TOLENTINO - Ieri la segnalazione a Cronache Maceratesi di una dei residenti di Borgo Rancia. Il Comune ha dato incarico di sistemare la situazione. «Dobbiamo anche far fronte alla persistente situazione debitoria di alcune famiglie che rappresenta un problema rilevante per le finanze comunali». La consigliera Silvia Luconi: «Mi rammarica fortemente che ci si riduca a novembre a non avere ancora il problema risolto»

Borgo Rancia il giorno dell’inaugurazione
di Francesca Marsili
Dopo lo sfogo delle 23 famiglie della palazzina A di Borgo Rancia, a Tolentino, che da 15 giorni lamentano assenza di acqua calda a causa della chiusura del gas per una rottura sulla tubazione, l’amministrazione comunale interviene per fare chiarezza su due punti fondamentali: uno riguarda appunto la sicurezza e la riparazione del danno, l’altro l’azione di recupero dei debiti del condominio.
Per quanto riguarda il primo aspetto: «Abbiamo predisposto un intervento urgente per garantire la sicurezza pubblica a Borgo Rancia in seguito a una fuga di gas causata dalla rottura di una tubatura.

Il sindaco di Tolentino Mauro Sclavi
Su segnalazione dei Vigili del fuoco, si è provveduto immediatamente alla chiusura dell’erogazione del gas per eliminare il pericolo – spiega l’amministrazione confermando quanto detto ieri da una residente della palazzina A alla nostra testata -. Abbiamo incaricato una ditta specializzata, che interverrà all’inizio della prossima settimana per effettuare le riparazioni necessarie sulla condotta lunga circa 15 metri. È stato inoltre notificato alla ditta responsabile dei lavori originari il disservizio, con sollecito per un intervento tempestivo».
Ma parallelamente, l’amministrazione sottolinea anche un altro aspetto che da tempo insite sul condominio in questione, di proprietà del comune di Tolentino, e che l’assessore alla Ricostruzione Flavia Giombetti ha più volte sollevato: ovvero le reiterate morosità di molte tra le 46 famiglie residenti nel complesso abitativo realizzato in sostituzione alle Sae, che hanno portato ad una situazione debitoria di oltre 40mila euro dovuta appunto al mancato pagamento delle spese condominiali che comprendono anche le utenze del gas, oltre al resto.

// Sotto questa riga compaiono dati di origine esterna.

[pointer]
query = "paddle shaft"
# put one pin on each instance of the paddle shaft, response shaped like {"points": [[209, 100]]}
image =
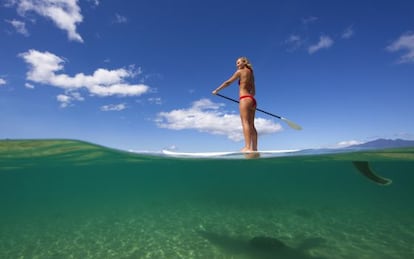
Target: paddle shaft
{"points": [[260, 110]]}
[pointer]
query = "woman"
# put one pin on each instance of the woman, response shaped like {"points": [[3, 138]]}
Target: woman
{"points": [[247, 90]]}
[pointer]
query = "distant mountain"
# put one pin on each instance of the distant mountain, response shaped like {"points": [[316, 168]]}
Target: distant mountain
{"points": [[386, 143]]}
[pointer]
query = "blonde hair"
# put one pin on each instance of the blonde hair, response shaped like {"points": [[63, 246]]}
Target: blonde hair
{"points": [[246, 62]]}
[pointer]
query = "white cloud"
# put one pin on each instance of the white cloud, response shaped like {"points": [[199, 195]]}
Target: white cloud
{"points": [[29, 86], [120, 19], [65, 14], [309, 20], [19, 26], [348, 33], [113, 107], [156, 100], [294, 42], [324, 43], [67, 98], [205, 116], [404, 43], [94, 2], [44, 68], [2, 81]]}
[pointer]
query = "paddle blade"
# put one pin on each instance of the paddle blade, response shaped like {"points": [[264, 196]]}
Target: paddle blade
{"points": [[291, 124]]}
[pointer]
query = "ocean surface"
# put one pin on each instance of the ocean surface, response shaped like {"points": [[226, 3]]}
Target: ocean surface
{"points": [[72, 199]]}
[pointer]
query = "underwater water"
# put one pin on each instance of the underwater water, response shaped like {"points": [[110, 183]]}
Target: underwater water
{"points": [[71, 199]]}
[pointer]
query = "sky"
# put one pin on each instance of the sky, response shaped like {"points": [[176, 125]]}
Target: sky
{"points": [[138, 75]]}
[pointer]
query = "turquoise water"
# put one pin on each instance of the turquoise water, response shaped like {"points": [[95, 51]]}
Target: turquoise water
{"points": [[70, 199]]}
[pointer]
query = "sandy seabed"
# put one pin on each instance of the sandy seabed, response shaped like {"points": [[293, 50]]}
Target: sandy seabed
{"points": [[162, 229]]}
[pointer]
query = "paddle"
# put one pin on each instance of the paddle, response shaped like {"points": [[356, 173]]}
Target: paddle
{"points": [[290, 123]]}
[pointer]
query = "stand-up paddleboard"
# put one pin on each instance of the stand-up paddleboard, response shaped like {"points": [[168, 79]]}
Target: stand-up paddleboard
{"points": [[226, 154], [364, 168]]}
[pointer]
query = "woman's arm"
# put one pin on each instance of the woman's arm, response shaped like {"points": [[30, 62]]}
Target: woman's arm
{"points": [[228, 82]]}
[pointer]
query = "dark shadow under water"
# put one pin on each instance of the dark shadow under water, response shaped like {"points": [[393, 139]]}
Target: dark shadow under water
{"points": [[262, 247]]}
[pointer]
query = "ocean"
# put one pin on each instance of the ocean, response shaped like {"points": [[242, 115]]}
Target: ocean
{"points": [[73, 199]]}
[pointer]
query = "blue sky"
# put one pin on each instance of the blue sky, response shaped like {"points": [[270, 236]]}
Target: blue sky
{"points": [[139, 74]]}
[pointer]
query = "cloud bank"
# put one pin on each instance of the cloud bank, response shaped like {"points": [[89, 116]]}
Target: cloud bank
{"points": [[404, 43], [205, 116], [65, 14], [44, 68], [323, 43]]}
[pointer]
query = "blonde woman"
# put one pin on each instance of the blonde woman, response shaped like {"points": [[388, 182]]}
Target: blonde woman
{"points": [[247, 104]]}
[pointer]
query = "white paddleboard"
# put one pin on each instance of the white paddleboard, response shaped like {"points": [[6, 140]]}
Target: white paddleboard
{"points": [[267, 153]]}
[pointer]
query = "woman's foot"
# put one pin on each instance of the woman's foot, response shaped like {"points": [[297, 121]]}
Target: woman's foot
{"points": [[245, 149]]}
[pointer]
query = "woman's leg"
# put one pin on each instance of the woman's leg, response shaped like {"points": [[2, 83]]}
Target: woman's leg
{"points": [[249, 132], [253, 131]]}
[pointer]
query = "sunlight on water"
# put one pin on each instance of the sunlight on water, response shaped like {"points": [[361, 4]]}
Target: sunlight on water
{"points": [[63, 198]]}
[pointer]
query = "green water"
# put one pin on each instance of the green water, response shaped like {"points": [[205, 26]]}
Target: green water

«Il Comune deve far fronte alla persistente insolvenza di alcuni condomini del complesso, che rappresenta un problema rilevante per le finanze comunali. Nonostante i numerosi solleciti e le dilazioni concesse, la situazione debitoria permane, penalizzando l’intera Comunità tolentinate – aggiunge l’amministrazione -. Per tutelare la collettività, abbiamo deciso di affidare il recupero delle somme non corrisposte a un’agenzia di riscossione e, se necessario, avvierà il procedimento di sfratto per i residenti inadempienti».

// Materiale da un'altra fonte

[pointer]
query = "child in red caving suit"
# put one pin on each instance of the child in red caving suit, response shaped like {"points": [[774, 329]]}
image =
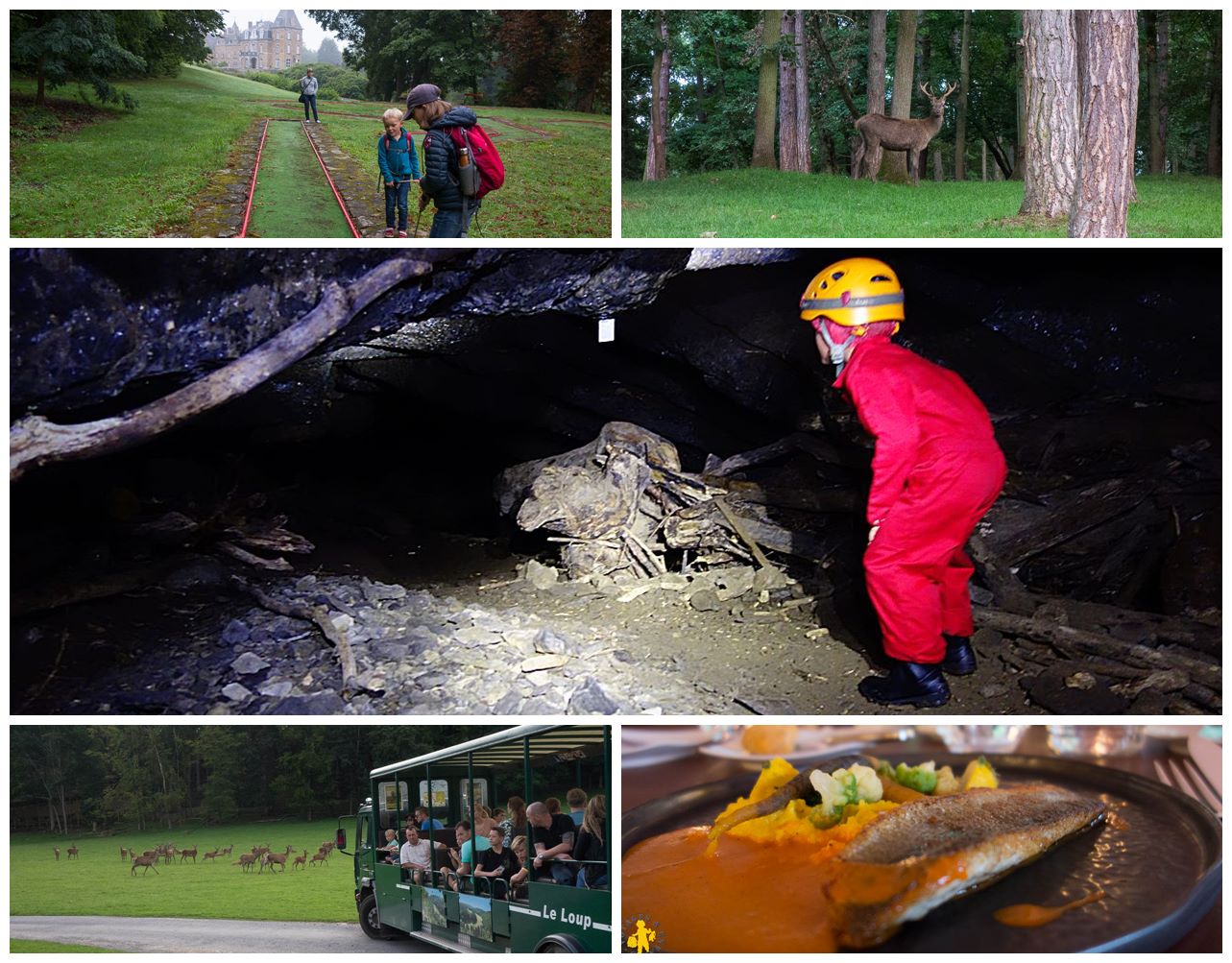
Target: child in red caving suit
{"points": [[935, 470]]}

L’amministrazione comunale sottolinea «che non è più tollerabile utilizzare fondi pubblici per coprire i costi di chi non rispetta i propri impegni, a scapito di risorse destinate a servizi essenziali per tutti i cittadini. Saranno messe in atto tutte le misure necessarie per garantire il rispetto delle regole e una gestione equa e responsabile delle risorse comunali».

Silvia Luconi
«Non penso di essere stata raggiunta solo io dagli abitanti di Borgo Rancia e di “puzza di gas” parlavano da tempo – commenta la consigliera d’opposizione, Silvia Luconi -. Quello che mi rammarica fortemente è che ci si riduca a novembre a non avere ancora il problema risolto. Se la ditta ha delle responsabilità è giusto che venga chiamata in causa, ma non può essere lei a dettare i tempi. Intervenga il comune, costi quel che costi, anticipando le spese e facendosi rimborsare. Queste sono priorità alle quali non ci si può girare dall’altra parte, indipendentemente dal fatto che ci sia gente più o meno morosa che giustamente deve essere richiamata alle proprie responsabilità. Si tratta di dignità delle persone, prime o ultime in una società che non può fare figli e figliastri. Mi immagino che bisognerà fare lavori pesanti per trovare la perdita, ma non è temporeggiando che il problema si risolve da solo. Il Comune, ancora una volta, faccia il Comune e il sindaco faccia la sua parte».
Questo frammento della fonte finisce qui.